I reported in my August Outlook Report that considering the numerous macro and micro economy related corrective actions that the government and the IMF had been working on, coupled with e fact the IMF package was also front-loaded, meaning that all the tough choices and actions were implemented earlier on in the program, all things being equal, the Ghanaian economy should begin to start showing some glimmers of positive results. One such indicator that I referenced was Ghana’s double-digit inflation figures.
Well, I am here to report that after two years of persistent upward inflationary movements, the economies Producer Price Index (PPI), which measures the average change over time in the prices received by domestic producers for the production of their goods and services improved in the month of July. The PPI for Ghana reports the price indices with reference to September 2006, the base period. Ghana is still far off from its former single digit inflationary figures that it last enjoys in November 2012. But it is nonetheless a clear and strong indication of what the future holds.
- Rate of decline: The Ghana annual Producer Price Inflation fell sharply to 10.6 percent in July from 23.1 percent the previous month, the national statistics office said on Wednesday, representing a decline of 12.5 percentage point relative to the rate recorded in June 2015.
- Highest year-on-year increase: The manufacturing sub-sector recorded the highest year-on-year producer price inflation rate of 13.5 per cent, followed by the utilities sub-sector with 7.3 per cent.
- Lowest year-on-year inflation rate: The mining and the quarrying sub-sector recorded the lowest year-on-year inflation rate of 1.5 per cent.
- Highest inflation rate: The monthly changes in the producer price index indicated that manufacturing recorded the highest inflation rate of 3.1 per cent, followed by the utilities sub-sector with 0.1 per cent.
- Lowest producer inflation rate: The mining and the quarrying sub-sector recorded the lowest producer inflation rate of -18.3 percent.
- Reduced input(fuel) costs
- Sustained fiscal and monetary policies to stabilize the Cedi
- Improved Donor Support
- Increasing Investor Confidence, etc.
Importance of PPI to Investors, Consumers and Governments
- Declining Inflation helps the Cedi: Inflation is associated with currency depreciation/appreciation as well. Suppose the price level increases by 40% in the Ghana, while the price levels of its trading partners remain relatively stable. Ghanaian goods will seem very expensive to foreigners, while Ghanaian citizens will increase their purchase of relatively cheap foreign goods (and vice-versa). The Ghanaian Cedi will depreciate as a result. Hence improving inflation rates will all things being equal, help slow down, and ultimately mitigate against the depreciation of the Cedi.

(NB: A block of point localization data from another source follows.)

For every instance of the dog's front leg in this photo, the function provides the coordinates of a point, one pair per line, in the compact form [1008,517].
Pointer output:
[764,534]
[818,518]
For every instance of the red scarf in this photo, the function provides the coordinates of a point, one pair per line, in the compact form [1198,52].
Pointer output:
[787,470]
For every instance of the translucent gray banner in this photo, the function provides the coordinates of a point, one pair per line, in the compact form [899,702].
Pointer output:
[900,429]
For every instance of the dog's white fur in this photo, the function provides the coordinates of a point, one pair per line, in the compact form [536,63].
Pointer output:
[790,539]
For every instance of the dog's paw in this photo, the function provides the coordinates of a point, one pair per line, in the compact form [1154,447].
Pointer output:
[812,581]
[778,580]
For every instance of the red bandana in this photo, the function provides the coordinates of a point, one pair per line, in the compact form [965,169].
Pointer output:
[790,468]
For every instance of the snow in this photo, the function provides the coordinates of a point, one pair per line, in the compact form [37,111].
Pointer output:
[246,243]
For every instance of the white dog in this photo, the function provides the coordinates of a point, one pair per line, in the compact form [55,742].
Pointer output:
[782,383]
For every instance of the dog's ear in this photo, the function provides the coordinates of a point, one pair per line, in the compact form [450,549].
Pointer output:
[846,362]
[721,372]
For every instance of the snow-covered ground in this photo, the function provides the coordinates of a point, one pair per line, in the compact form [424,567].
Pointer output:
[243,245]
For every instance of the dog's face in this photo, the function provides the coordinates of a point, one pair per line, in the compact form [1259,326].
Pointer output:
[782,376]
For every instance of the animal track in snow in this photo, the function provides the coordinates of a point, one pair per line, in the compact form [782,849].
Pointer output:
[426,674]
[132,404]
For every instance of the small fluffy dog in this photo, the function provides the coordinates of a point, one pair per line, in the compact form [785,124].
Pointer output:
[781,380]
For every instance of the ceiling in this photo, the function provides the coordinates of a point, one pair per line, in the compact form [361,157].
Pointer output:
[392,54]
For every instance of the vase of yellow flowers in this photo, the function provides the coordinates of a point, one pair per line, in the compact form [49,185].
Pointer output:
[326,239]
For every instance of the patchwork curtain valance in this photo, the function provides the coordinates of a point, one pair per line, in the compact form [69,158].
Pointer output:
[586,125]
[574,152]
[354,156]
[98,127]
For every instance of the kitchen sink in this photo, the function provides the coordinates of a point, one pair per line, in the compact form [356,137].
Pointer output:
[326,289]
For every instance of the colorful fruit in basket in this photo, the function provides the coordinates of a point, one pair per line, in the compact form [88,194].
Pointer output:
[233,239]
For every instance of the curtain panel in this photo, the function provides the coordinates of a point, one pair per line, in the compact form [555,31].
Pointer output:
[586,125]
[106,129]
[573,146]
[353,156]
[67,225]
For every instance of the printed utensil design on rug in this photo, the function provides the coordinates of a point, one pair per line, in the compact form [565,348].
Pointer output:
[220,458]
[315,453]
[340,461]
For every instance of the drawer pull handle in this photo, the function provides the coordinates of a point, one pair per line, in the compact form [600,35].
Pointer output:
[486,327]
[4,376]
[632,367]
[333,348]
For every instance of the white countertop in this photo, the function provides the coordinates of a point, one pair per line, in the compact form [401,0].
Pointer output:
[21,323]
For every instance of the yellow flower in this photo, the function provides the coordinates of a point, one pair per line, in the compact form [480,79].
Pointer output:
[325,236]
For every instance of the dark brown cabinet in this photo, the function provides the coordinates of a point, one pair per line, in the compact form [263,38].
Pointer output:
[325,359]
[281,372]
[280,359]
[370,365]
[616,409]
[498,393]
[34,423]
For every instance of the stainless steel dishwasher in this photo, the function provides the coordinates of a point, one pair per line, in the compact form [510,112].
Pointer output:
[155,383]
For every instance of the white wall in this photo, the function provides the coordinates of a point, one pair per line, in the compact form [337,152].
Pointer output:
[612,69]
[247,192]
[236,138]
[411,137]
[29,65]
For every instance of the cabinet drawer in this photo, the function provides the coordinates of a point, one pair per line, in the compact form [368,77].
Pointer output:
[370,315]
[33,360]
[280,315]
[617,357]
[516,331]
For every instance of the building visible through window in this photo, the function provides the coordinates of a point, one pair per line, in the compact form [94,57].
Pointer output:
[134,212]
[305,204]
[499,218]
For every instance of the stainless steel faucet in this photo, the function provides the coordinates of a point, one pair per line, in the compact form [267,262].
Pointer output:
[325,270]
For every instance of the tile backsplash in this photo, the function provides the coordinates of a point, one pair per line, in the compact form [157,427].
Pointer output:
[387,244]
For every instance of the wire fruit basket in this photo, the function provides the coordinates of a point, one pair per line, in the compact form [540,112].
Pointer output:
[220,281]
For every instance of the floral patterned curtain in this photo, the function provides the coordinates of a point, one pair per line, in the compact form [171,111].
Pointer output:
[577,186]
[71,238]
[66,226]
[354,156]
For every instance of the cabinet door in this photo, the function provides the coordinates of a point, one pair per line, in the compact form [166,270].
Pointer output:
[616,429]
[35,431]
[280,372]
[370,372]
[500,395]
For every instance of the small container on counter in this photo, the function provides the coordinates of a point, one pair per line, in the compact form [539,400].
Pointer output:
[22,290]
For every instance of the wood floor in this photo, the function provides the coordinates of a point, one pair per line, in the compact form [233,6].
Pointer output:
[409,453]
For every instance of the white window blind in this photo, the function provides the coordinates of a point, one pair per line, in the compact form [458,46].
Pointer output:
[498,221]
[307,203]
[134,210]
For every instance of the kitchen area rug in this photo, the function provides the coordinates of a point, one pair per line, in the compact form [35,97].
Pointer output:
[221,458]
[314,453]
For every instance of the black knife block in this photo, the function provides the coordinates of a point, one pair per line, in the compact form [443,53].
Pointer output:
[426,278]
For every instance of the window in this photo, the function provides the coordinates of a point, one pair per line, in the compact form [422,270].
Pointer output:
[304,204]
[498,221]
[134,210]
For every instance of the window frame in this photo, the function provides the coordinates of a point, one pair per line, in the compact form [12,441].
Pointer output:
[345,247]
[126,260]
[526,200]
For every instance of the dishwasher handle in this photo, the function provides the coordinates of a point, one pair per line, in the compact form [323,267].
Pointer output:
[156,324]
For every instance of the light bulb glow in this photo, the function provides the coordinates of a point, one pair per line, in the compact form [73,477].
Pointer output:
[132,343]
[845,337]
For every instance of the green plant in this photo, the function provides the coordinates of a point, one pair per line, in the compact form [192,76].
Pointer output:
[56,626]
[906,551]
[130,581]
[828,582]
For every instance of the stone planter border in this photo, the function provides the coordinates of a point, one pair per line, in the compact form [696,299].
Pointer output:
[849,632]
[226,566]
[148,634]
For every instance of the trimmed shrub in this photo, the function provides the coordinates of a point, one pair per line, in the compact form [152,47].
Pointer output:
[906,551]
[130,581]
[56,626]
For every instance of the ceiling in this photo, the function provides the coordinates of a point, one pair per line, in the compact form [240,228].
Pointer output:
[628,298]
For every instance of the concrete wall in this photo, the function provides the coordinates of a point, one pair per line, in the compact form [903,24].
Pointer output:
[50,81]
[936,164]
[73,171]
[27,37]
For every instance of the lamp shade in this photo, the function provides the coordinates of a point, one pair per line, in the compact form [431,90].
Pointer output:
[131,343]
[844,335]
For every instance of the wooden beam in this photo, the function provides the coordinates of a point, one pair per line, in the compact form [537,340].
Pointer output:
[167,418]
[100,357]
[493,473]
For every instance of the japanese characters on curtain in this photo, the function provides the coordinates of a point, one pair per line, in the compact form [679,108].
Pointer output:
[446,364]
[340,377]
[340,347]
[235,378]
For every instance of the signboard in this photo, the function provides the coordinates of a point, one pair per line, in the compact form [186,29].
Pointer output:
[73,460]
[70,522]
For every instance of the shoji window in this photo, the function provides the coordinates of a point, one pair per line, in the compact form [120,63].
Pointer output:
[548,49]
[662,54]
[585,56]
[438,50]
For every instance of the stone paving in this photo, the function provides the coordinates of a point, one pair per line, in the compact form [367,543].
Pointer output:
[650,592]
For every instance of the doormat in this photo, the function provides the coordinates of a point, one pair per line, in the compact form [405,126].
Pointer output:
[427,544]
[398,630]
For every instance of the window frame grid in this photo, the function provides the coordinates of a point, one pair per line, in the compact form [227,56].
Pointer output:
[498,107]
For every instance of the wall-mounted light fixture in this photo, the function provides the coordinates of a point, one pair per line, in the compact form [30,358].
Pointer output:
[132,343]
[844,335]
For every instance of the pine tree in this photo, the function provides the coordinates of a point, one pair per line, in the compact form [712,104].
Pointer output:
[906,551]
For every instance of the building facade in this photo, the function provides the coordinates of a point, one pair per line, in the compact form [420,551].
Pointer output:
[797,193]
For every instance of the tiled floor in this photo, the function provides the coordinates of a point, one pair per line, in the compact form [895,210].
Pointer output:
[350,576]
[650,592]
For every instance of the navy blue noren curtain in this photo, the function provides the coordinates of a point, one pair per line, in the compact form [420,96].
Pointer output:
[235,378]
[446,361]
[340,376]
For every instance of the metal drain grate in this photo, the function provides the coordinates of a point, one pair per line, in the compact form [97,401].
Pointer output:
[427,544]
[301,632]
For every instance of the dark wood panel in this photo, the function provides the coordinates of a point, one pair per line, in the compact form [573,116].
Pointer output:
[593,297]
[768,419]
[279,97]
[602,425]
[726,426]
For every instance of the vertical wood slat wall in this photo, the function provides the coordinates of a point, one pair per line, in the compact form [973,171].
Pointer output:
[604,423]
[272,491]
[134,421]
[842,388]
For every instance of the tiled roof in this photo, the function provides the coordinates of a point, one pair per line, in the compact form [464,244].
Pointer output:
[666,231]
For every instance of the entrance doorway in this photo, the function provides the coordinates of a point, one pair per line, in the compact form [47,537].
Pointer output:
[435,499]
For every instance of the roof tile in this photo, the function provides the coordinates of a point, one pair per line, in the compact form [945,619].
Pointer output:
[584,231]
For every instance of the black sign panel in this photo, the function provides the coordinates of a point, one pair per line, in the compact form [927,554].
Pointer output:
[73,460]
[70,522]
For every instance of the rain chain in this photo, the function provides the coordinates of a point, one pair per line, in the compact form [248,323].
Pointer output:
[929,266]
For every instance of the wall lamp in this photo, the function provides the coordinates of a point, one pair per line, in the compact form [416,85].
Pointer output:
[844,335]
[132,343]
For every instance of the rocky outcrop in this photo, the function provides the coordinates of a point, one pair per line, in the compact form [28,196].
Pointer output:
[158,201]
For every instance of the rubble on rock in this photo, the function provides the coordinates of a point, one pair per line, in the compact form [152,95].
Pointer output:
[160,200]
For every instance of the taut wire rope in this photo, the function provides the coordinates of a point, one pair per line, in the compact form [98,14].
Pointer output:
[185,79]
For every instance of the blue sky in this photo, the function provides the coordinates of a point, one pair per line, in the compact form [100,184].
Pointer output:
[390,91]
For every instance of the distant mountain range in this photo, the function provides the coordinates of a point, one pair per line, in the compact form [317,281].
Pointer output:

- Improved real income: Inflation affects different people in different ways and to different extents. But what it means for everyone is that real incomes fall when prices rise. This is so for the country as well as for individuals. Inflation reduces the consumers ‘purchasing power’, meaning that people need more money to buy the same basket of goods and services they had purchased prior to the rise in prices. So when the Bank of Ghana reports that inflation was for example 10%, it is actually saying that incomes have fallen by 10% in real terms. Hence as inflation improves or declines, real incomes and purchasing power of consumers also improves.
- Sector visibility and insight: PPI provides good breakdowns for investors in the companies surveyed in the mining, commodity info, some services sectors.
- Impact on financial markets: Improving inflation can result in positive market movements since it is usually interpreted to mean that, consumers should begin to start spending more on goods and services in the economy thereby improving corporate revenues in the long run.
- Important indicator: Inflation is probably the second-most watched indicator after unemployment data, as it helps investors deduce the future direction of monetary policy.
- Helps Predict CPI: The core PPI can serve multiple roles in improving investment-making decisions because it can serve as a leading indicator for CPI. Most cost increases or decreases that are experienced by producers and retailers will be passed on to customers, which the CPI could later validate. Investors look at PPI to get a sneak preview of CPI and overall future inflation rates going forward.
So in conclusion, declining PPI is a very positive economic indication of things to come. Hopefully it will help in increasing the pace of the countries economic recovery.